Given that the NCB has this power most of those involved in the existing governance of local commissioning recognised that it would be important for local CCGs to become authorised to fully take on commissioning of local NHS services by 1 April 2013. The thought that galvanised us was that if CCGs failed to become authorised commissioning for their locality would be carried out by the National Commissioning Board.
(Someone tweeted last week that they had heard me say that I expected the NCB on the 1st April 2013 to be commissioning some two thirds of all NHS care – that’s the third mentioned above, and one half of the other two thirds of local NHS commissioning covering those parts of the country where CCGs would fail to become authorised. Do the maths. One third plus half of two thirds is two thirds. Now remind yourself for a moment that this nationalisation of NHS commissioning has been achieved by a Secretary of State who set out to localise power).
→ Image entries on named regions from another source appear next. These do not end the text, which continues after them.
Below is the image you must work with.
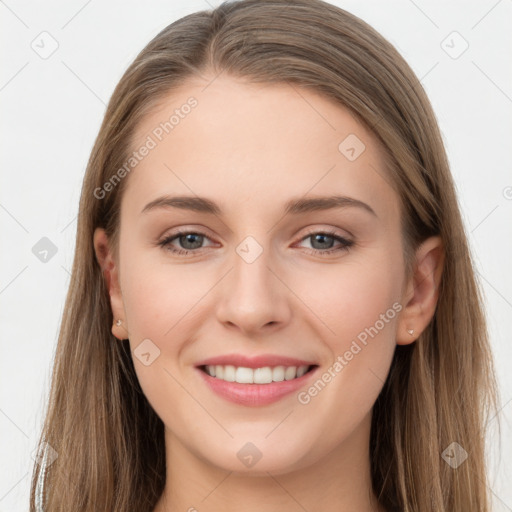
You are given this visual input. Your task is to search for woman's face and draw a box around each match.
[99,75,416,474]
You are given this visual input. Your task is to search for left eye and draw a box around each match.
[158,231,354,255]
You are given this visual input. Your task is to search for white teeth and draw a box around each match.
[206,365,309,384]
[224,365,235,382]
[272,366,284,382]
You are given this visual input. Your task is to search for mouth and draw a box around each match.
[196,360,319,407]
[199,364,317,384]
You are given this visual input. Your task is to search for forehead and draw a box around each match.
[123,75,397,224]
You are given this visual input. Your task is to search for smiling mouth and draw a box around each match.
[199,364,317,384]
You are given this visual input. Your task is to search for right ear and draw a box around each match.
[94,228,128,340]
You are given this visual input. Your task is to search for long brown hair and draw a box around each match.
[30,0,498,512]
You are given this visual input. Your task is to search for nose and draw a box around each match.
[217,243,291,337]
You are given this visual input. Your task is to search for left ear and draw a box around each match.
[396,236,444,345]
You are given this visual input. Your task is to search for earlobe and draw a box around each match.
[93,228,128,340]
[396,236,444,345]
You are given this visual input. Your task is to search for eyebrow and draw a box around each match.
[141,195,377,217]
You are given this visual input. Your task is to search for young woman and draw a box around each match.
[31,0,496,512]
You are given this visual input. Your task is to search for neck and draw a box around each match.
[154,412,384,512]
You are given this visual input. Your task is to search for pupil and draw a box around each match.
[180,233,202,249]
[313,235,332,249]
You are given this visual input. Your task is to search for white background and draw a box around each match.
[0,0,512,512]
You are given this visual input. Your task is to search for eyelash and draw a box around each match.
[158,230,354,256]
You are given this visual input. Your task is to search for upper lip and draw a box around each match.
[196,354,315,369]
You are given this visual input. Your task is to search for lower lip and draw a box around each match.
[196,367,318,407]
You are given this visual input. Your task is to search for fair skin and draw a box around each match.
[94,75,442,512]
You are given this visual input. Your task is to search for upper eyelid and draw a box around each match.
[161,227,353,248]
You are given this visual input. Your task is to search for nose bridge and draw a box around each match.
[218,235,288,331]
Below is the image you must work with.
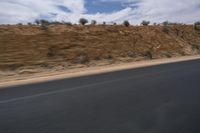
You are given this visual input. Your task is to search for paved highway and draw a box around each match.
[0,60,200,133]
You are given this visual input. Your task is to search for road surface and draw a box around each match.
[0,60,200,133]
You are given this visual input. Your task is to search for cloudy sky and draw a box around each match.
[0,0,200,24]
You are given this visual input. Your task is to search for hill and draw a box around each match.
[0,25,200,71]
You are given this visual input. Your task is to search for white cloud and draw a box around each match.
[0,0,200,23]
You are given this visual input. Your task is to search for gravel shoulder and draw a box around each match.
[0,55,200,88]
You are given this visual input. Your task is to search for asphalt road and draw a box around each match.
[0,60,200,133]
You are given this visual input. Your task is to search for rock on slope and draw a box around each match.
[0,25,200,70]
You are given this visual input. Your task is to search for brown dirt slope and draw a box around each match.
[0,25,200,70]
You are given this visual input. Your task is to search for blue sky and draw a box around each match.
[0,0,200,24]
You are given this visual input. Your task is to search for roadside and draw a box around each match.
[0,55,200,88]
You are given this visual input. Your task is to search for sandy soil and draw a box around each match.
[0,24,200,88]
[0,55,200,88]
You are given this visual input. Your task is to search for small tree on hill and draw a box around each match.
[141,20,150,26]
[79,18,88,25]
[194,21,200,30]
[91,20,97,25]
[35,19,40,25]
[123,20,130,27]
[162,21,169,26]
[40,19,50,30]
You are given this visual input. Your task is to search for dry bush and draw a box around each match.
[141,20,150,26]
[123,20,130,27]
[79,18,88,25]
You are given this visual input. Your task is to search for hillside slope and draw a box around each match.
[0,25,200,71]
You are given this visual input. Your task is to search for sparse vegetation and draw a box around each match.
[91,20,97,25]
[79,18,88,25]
[40,19,50,30]
[144,51,153,59]
[65,22,73,26]
[162,21,169,26]
[141,20,150,26]
[123,20,130,27]
[35,19,40,25]
[0,21,200,70]
[194,21,200,30]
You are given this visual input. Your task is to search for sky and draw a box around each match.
[0,0,200,24]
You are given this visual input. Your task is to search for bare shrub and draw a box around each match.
[162,25,170,34]
[76,55,89,64]
[144,51,153,59]
[91,20,97,25]
[65,22,73,26]
[40,19,50,30]
[141,20,150,26]
[79,18,88,25]
[194,21,200,30]
[123,20,130,27]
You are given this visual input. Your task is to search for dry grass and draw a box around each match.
[0,25,200,71]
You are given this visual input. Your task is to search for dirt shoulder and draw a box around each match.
[0,55,200,88]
The renewed energy in the room last Wednesday came from the fear that their locality could be commissioned by the NCB – which would leave no real local power at all. This unleashed some good ideas about getting local government much more involved with their CCGs. Since then I have heard of three different examples from all over the country of locations where CCGs are getting on very well with local authorities because they recognise that my enemy’s enemy is my friend.
In truth GPs and local government make strange allies. GPs are small private sector businesses and local authorities are large public sector businesses. GPs are a long way from the pressure of directly elected politicians and local authorities are run by them. This is therefore a complex relationship – with a lot of expectation that they just won’t ‘get on’.
So it is interesting that in some places in any case, these two different cultures are getting on. If the opposite were the case and there was a war taking place in the locality, it’s difficult to see how these reforms would work. If the Health and Wellbeing Board wanted to they could really make life hard for local commissioning.
And as I have said before if in the next few months local CCGs are going to become authorised, they will depend upon the help of local Health and Wellbeing Boards to get across the line.